A light sleet had begun to fall, tracking delicately against the pane. Outside, few people were on the street, now cast in the gauzy blaze of electric light filtered through the freezing rain.

“Hans worries me,” came the voice from behind him. Sonya Tretsky lowered herself heavily into the French provincial chair, her plump hips wedging between the slim, gilded arms with hardly enough padded cushion on top to support her own fleshier arms. “Regardless of the all-is-well picture he painted for us last night, I was doubtful enough to do some checking today. I am told he is not monitoring his people as he should.”

“Who told you that?” Ivan asked without turning from the window.

“Other overseers. There are only four of us running the whole network.
We
cannot afford mismanagement. So I routinely check on how the other three overseers are handling their people.”

“And what exactly did they tell you this time?” He lifted his glass to his lips, feeling the silky swish of his sleeve as he raised and lowered his strong arm. His seventy years were disguised by a youthful body.

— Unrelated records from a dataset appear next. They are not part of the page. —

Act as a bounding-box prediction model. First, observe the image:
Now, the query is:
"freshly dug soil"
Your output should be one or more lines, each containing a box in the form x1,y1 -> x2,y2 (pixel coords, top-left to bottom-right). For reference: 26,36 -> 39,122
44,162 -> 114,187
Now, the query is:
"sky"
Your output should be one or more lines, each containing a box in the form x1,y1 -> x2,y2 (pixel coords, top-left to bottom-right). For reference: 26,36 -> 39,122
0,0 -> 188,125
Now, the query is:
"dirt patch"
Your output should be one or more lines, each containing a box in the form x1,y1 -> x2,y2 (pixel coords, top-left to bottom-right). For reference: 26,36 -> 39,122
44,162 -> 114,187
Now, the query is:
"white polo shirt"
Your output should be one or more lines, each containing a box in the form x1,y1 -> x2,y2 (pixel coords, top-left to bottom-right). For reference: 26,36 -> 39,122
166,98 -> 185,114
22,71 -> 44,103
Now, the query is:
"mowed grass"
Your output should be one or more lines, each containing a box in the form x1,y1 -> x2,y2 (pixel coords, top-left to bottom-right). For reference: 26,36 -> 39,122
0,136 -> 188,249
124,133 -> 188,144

“The dam engineer has not heard from Hans in months. And now the man wonders if that target has been abandoned. After all these years, he fears he has been compromised and should flee his post.”

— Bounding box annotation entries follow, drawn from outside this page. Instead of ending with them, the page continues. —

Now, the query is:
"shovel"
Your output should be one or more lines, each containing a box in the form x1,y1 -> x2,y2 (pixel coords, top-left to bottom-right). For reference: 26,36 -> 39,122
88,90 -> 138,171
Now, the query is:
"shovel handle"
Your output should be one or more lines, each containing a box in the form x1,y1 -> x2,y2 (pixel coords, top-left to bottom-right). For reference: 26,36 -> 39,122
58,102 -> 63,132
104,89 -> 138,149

Ivan set down his glass and finally turned to face her. He brushed a hand over his neatly clipped gray hair, then crossed his arms and studied Sonya for a moment. She was handsome, but not feminine. Her large, soft green eyes had a radiating effect, as if something hypnotic stirred behind them. She’d been the force to reckon with in his Kremlin office many years ago. Now in her fifties, she was his most loyal soldier, committed to the cause, bristling with expectancy of how high it would take her into the resurrected Soviet Socialist Republic of Russia. Take all of them. And the time was near.

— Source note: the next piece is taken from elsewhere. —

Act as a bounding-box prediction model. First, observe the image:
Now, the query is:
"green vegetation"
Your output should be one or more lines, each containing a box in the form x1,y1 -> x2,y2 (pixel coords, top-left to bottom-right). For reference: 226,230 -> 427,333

He smiled at his longtime compatriot. “I am glad you made such inquiries.” He paused to think. “Let me take care of it. Perhaps Hans needs to draw closer to the action, to feel more personally invested in it. He is still a valuable member of our network.”

She looked doubtful. “Are you confident he is in full charge of the inauguration?”

“I am. Everything is in place to my satisfaction.”

“January 20 is less than a week away,” she persisted. “You can understand the security net I have watched fall over the Capitol and Mall. You are certain Hans’s Secret Service agent is completely under our control?”

“Everything is in motion, Sonya. Do not worry.”

She rose steadily from her chair and reached for her handbag on the floor. “I leave for Washington in the morning. I have much to—”

The doorbell rang. Sonya looked sharply at Ivan.

He strode casually to the door and lifted the cover over the peephole. A young man he’d never seen before stood on the other side. Ivan watched him look nervously around the hallway before turning back to the door. “Who is there?” Ivan asked bluntly.

“Uh, I’m looking for a friend and not sure if I have the right floor. Could you help me?”

Ivan paused. “What is your friend’s name?”

“Last name’s Hamilton, I think.”

Ivan knew none of his neighbors. This was one of six residences he kept throughout the world. He was about to dismiss this lost person when a sudden instinct halted him. Something wasn’t right.

Against Sonya’s low-issued warnings coming from behind him, Ivan suddenly flung open the door and confronted the visitor head-on. The young man was clearly startled. “You
think
you know this so-called friend’s name?” Ivan’s old KGB interrogative edge surfaced. He noted the awkward stance of this man who stood a head taller and probably twenty pounds heavier. “You are not even sure whom you are looking for?”

The young man stammered a reply. “I’m, uh … uh … sorry, sir. I didn’t mean to disturb you.” But before he turned to go, he seemed to make a deliberate attempt to look past Ivan into the apartment. “My apologies, ma’am.” Then he excused himself and walked toward the elevator, never looking back.

Even before Ivan closed the door, he motioned with his hand behind him, a clear directive for Sonya to follow the man into the street.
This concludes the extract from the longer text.